Britain notched up a record government borrowing surplus in January, according to official figures, but higher spending figures piled more pressure on the chancellor ahead of the spring statement.
The Office for National Statistics (ONS) said there was a public sector net borrowing surplus of £15.4 billion last month.
It is more than the surplus seen a year ago and is the largest since monthly records began in 1993.
The government typically sees a budget surplus—which takes place when tax revenue received is larger than government spending—in January thanks to self-assessment tax payments.
The figures come as Chancellor Rachel Reeves prepares to deliver the spring statement, a key government spending review similar to the Budget, in March.
Despite the larger surplus, the government had still borrowed £12.8 billion more than the Office for Budget Responsibility (OBR) forecast for the 10 months to January.
The higher spending could increase pressure on Reeves to either raise taxes further or cut public spending in the upcoming March fiscal statement.
The ONS said spending on public services, benefits, and debt interest all increased since January 2024.
The surplus was boosted by lower debt repayment costs for the Treasury, after the retail price index, a measure of inflation, showed a smaller-than-forecast rise.

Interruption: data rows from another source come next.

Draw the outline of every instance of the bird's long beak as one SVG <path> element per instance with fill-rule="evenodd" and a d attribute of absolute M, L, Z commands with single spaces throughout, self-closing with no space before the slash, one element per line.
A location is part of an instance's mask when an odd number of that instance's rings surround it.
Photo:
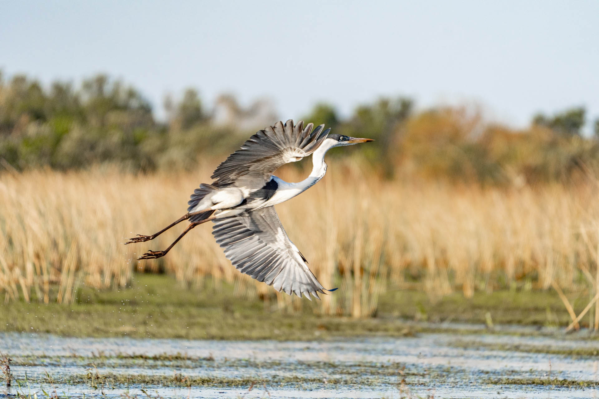
<path fill-rule="evenodd" d="M 355 137 L 352 137 L 350 139 L 347 140 L 348 143 L 352 143 L 352 144 L 355 143 L 365 143 L 368 141 L 374 141 L 372 139 L 359 139 Z"/>

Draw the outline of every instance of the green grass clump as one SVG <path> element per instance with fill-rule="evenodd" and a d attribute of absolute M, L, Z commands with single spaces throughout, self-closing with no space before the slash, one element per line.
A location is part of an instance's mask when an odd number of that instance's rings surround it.
<path fill-rule="evenodd" d="M 10 302 L 0 307 L 0 319 L 4 321 L 0 331 L 74 337 L 302 340 L 443 331 L 440 327 L 425 329 L 409 322 L 484 323 L 488 312 L 496 324 L 543 325 L 547 322 L 547 309 L 561 323 L 568 322 L 559 299 L 551 291 L 477 293 L 471 299 L 455 294 L 431 302 L 422 292 L 388 291 L 381 296 L 376 316 L 368 319 L 320 315 L 316 307 L 309 306 L 280 310 L 257 296 L 240 298 L 234 291 L 232 287 L 225 285 L 219 290 L 208 284 L 202 289 L 182 288 L 169 276 L 138 274 L 128 288 L 82 288 L 72 304 Z M 465 328 L 462 332 L 472 331 Z"/>

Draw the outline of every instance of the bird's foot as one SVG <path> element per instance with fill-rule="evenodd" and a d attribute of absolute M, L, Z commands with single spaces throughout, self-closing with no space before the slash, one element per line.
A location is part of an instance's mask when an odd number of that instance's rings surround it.
<path fill-rule="evenodd" d="M 149 251 L 138 258 L 137 260 L 141 260 L 142 259 L 156 259 L 166 254 L 167 252 L 164 251 Z"/>
<path fill-rule="evenodd" d="M 125 245 L 126 245 L 127 244 L 132 244 L 134 242 L 145 242 L 153 239 L 153 236 L 142 236 L 141 234 L 138 234 L 137 237 L 132 237 L 129 239 L 129 241 L 125 243 Z"/>

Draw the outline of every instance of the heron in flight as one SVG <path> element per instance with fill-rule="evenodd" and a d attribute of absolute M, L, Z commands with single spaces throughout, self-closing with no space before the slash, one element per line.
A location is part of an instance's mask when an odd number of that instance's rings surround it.
<path fill-rule="evenodd" d="M 149 251 L 138 259 L 163 257 L 189 230 L 212 221 L 212 234 L 225 255 L 242 273 L 272 285 L 279 291 L 319 298 L 324 288 L 307 266 L 307 261 L 287 236 L 274 205 L 291 199 L 316 184 L 326 173 L 325 154 L 336 147 L 372 141 L 329 133 L 325 125 L 316 128 L 292 120 L 260 130 L 214 170 L 211 184 L 200 184 L 191 195 L 187 213 L 151 236 L 138 234 L 125 243 L 152 240 L 184 220 L 189 225 L 164 251 Z M 312 155 L 312 171 L 298 183 L 282 180 L 273 173 L 280 166 Z"/>

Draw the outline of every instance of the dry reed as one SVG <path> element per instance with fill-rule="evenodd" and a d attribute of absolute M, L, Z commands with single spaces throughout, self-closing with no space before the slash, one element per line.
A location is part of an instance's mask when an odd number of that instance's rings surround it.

ONS Deputy Director for Public Sector finances Jessica Barnaby said: “While the public finances are often in surplus in January, this year saw the biggest monthly surplus on record, with high January self-assessment receipts bolstering income.

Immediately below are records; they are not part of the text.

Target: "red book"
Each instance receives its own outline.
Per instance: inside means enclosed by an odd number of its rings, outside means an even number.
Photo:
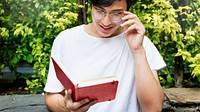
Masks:
[[[118,80],[114,76],[77,82],[59,60],[53,57],[51,59],[58,80],[66,90],[72,90],[72,98],[74,101],[79,101],[84,98],[88,98],[91,101],[97,100],[98,102],[115,99]]]

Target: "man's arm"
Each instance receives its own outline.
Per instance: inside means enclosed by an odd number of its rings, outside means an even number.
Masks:
[[[144,112],[161,112],[164,94],[160,86],[157,71],[151,70],[145,51],[134,52],[136,91]]]
[[[45,93],[45,102],[47,107],[53,112],[86,112],[96,101],[83,99],[74,102],[71,98],[71,90],[66,95],[61,93]]]
[[[147,62],[145,49],[142,46],[145,27],[137,15],[124,11],[125,37],[134,59],[136,93],[144,112],[158,112],[162,110],[163,91],[158,81],[156,71],[152,71]]]

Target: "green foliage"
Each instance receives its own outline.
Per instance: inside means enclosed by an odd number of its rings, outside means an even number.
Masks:
[[[162,74],[167,76],[160,77],[161,84],[167,87],[173,85],[171,74],[174,74],[177,56],[182,56],[186,68],[191,67],[193,76],[200,74],[199,1],[192,0],[190,6],[174,9],[169,0],[147,2],[139,0],[131,9],[145,25],[146,35],[153,41],[167,63],[167,69],[162,70]],[[180,15],[184,15],[184,18],[180,19]]]
[[[182,56],[191,67],[193,77],[200,82],[200,0],[191,0],[189,6],[178,7],[180,14],[184,47],[176,56]]]
[[[173,86],[177,56],[200,82],[200,0],[191,0],[188,6],[172,5],[169,0],[138,0],[130,9],[145,25],[146,35],[167,63],[159,77],[164,88]],[[88,3],[85,6],[90,23],[91,7]],[[78,25],[78,8],[83,6],[76,0],[1,0],[0,69],[8,66],[16,72],[20,62],[33,65],[34,74],[27,78],[26,89],[43,92],[53,40],[59,32]]]
[[[35,75],[27,79],[26,89],[41,93],[53,40],[62,30],[78,25],[79,6],[66,0],[4,0],[0,4],[0,67],[15,71],[21,61],[32,64]]]

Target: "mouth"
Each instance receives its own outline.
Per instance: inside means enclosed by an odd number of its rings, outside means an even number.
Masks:
[[[102,31],[103,33],[110,33],[110,31],[111,31],[112,28],[113,28],[113,26],[102,26],[102,25],[100,25],[100,27],[101,27],[101,31]]]

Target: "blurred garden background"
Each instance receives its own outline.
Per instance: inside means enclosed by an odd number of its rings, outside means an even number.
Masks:
[[[90,11],[89,0],[1,0],[0,93],[43,93],[53,40]],[[200,0],[137,0],[130,11],[167,63],[163,89],[200,87]]]

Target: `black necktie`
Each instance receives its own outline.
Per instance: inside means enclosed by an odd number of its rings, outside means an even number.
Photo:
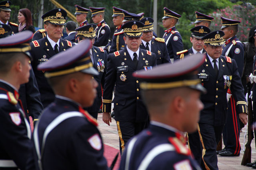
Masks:
[[[133,53],[133,56],[134,57],[133,57],[133,63],[134,64],[134,65],[136,67],[137,67],[137,64],[138,64],[138,59],[137,59],[137,54],[136,53]]]
[[[149,43],[148,43],[148,42],[147,42],[146,43],[146,48],[147,49],[148,51],[149,51]]]
[[[213,64],[214,68],[214,72],[215,72],[215,74],[216,74],[216,76],[218,76],[218,73],[219,72],[219,70],[218,69],[218,66],[217,66],[217,64],[216,64],[216,62],[217,61],[216,59],[214,59],[212,61],[212,62],[214,63],[214,64]]]
[[[54,52],[55,52],[55,54],[58,54],[59,53],[59,51],[58,50],[58,45],[57,44],[55,44],[55,46],[54,46]]]

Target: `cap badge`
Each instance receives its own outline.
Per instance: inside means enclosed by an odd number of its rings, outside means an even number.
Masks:
[[[2,26],[2,25],[1,25]],[[4,28],[0,28],[0,34],[4,34]]]
[[[215,39],[218,39],[220,38],[220,35],[219,34],[215,35]]]
[[[136,22],[135,22],[136,23]],[[133,30],[136,30],[138,29],[138,26],[137,26],[136,25],[134,25],[132,26],[132,29]]]
[[[59,9],[59,10],[60,10],[60,9]],[[57,17],[61,17],[61,12],[58,12],[56,13],[56,16]]]

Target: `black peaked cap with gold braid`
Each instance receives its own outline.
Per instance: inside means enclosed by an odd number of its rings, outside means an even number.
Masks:
[[[79,27],[75,30],[76,31],[77,35],[82,35],[86,38],[93,39],[97,37],[95,30],[96,27],[97,25],[91,23]]]
[[[5,0],[0,2],[0,10],[5,11],[12,11],[10,9],[12,2],[9,0]]]
[[[148,32],[154,30],[154,20],[150,17],[144,18],[140,21],[144,25],[142,28],[142,31]]]
[[[23,53],[32,59],[29,51],[31,47],[28,41],[32,38],[33,33],[26,30],[1,38],[0,41],[0,53]]]
[[[144,24],[138,21],[129,21],[122,26],[123,31],[128,37],[139,37],[142,35],[142,27]]]
[[[44,22],[47,21],[53,25],[64,25],[67,20],[67,12],[62,8],[52,10],[42,16]]]
[[[136,71],[132,75],[140,80],[140,88],[143,90],[187,87],[206,93],[196,70],[204,63],[205,57],[205,55],[194,55],[173,64],[163,64],[151,70]]]
[[[217,30],[212,31],[204,36],[202,39],[204,40],[205,45],[209,44],[212,46],[220,46],[225,44],[225,39],[223,36],[225,34],[222,31]]]
[[[74,47],[53,56],[47,62],[40,64],[37,69],[45,71],[44,76],[47,78],[78,72],[98,75],[93,68],[90,57],[92,45],[90,40],[83,40]]]

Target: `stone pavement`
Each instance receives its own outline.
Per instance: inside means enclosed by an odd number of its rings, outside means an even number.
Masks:
[[[116,121],[112,119],[112,122],[110,126],[102,120],[102,113],[98,115],[98,127],[101,133],[104,144],[117,149],[119,149],[119,141]],[[243,129],[243,132],[240,134],[240,143],[242,150],[243,150],[245,128]],[[247,140],[246,139],[245,143]],[[224,147],[224,145],[222,146]],[[252,161],[256,159],[255,140],[254,139],[251,145],[252,147]],[[244,152],[241,150],[240,156],[236,157],[223,157],[218,156],[218,166],[220,170],[248,170],[252,169],[250,167],[241,165]]]

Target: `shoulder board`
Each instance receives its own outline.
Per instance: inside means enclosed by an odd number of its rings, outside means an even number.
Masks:
[[[104,50],[103,49],[100,47],[98,47],[98,48],[100,49],[100,51],[103,52],[103,53],[104,53]]]
[[[124,32],[120,31],[120,32],[118,32],[118,33],[115,33],[114,34],[114,35],[118,35],[121,34],[122,34],[123,33],[124,33]]]
[[[119,51],[116,51],[114,53],[114,54],[115,55],[115,57],[117,57],[118,55],[120,55],[120,53],[119,53]]]
[[[185,50],[177,52],[176,53],[176,54],[177,55],[180,55],[181,54],[184,54],[186,53],[188,53],[188,50]]]
[[[161,38],[156,38],[155,40],[157,41],[160,42],[161,43],[164,43],[164,39]]]
[[[44,32],[45,32],[45,29],[38,29],[38,30],[37,30],[37,31],[39,31],[41,33],[44,33]]]
[[[40,47],[40,45],[39,45],[39,43],[37,41],[37,40],[35,40],[32,41],[33,44],[34,44],[34,46],[35,46],[35,47]]]
[[[172,33],[172,34],[175,34],[176,33],[176,32],[172,30],[171,31],[171,33]]]
[[[13,22],[9,22],[9,23],[10,23],[10,24],[11,24],[12,25],[16,26],[16,27],[18,26],[18,24],[16,23],[14,23]]]
[[[10,92],[7,92],[7,96],[9,102],[14,105],[16,105],[18,103],[18,100],[14,97],[13,93]]]
[[[170,137],[168,139],[170,142],[174,147],[176,152],[186,155],[190,154],[188,149],[177,137]]]
[[[228,63],[232,63],[232,61],[231,61],[231,59],[229,57],[225,56],[226,57],[226,58],[227,59],[227,61]]]
[[[67,40],[66,39],[66,41],[68,42],[68,45],[69,47],[72,47],[72,43],[69,41]]]
[[[151,52],[147,50],[147,54],[149,55],[151,55]]]

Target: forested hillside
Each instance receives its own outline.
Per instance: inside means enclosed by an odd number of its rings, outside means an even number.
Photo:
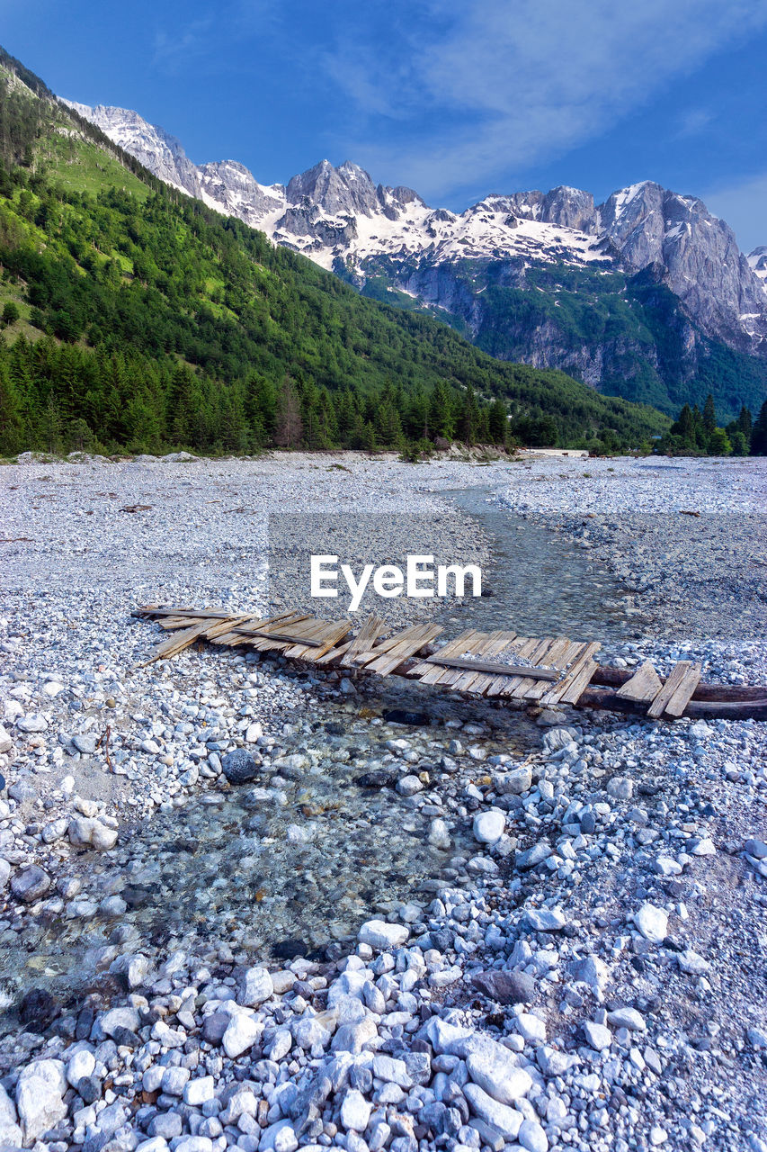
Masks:
[[[615,447],[668,426],[360,298],[0,62],[0,452],[502,442],[509,427]]]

“However, over the financial year to date as a whole, borrowing was still up on last year and was the fourth-highest on record for the year to date.”
Combined tax income from self-assessment and capital gains tax were about 10 percent more than last year, at £36.2 billion.
But government borrowing also rose to £118.2 billion, about £11.6 billion more than the same point last year and the fourth-highest on record for this point in the year.
Chief Secretary to the Treasury Darren Jones said the government is “committed to delivering economic stability and meeting our non-negotiable fiscal rules.”
Alex Kerr, UK economist at Capital Economics, said the figures “underline the difficult choices [Reeves] faces.”
“While there is increasing pressure on the government to commit to higher defence spending, the OBR is likely to conclude that the chancellor’s headroom against her fiscal rules has been wiped out and she will probably need to tighten fiscal policy as a result.”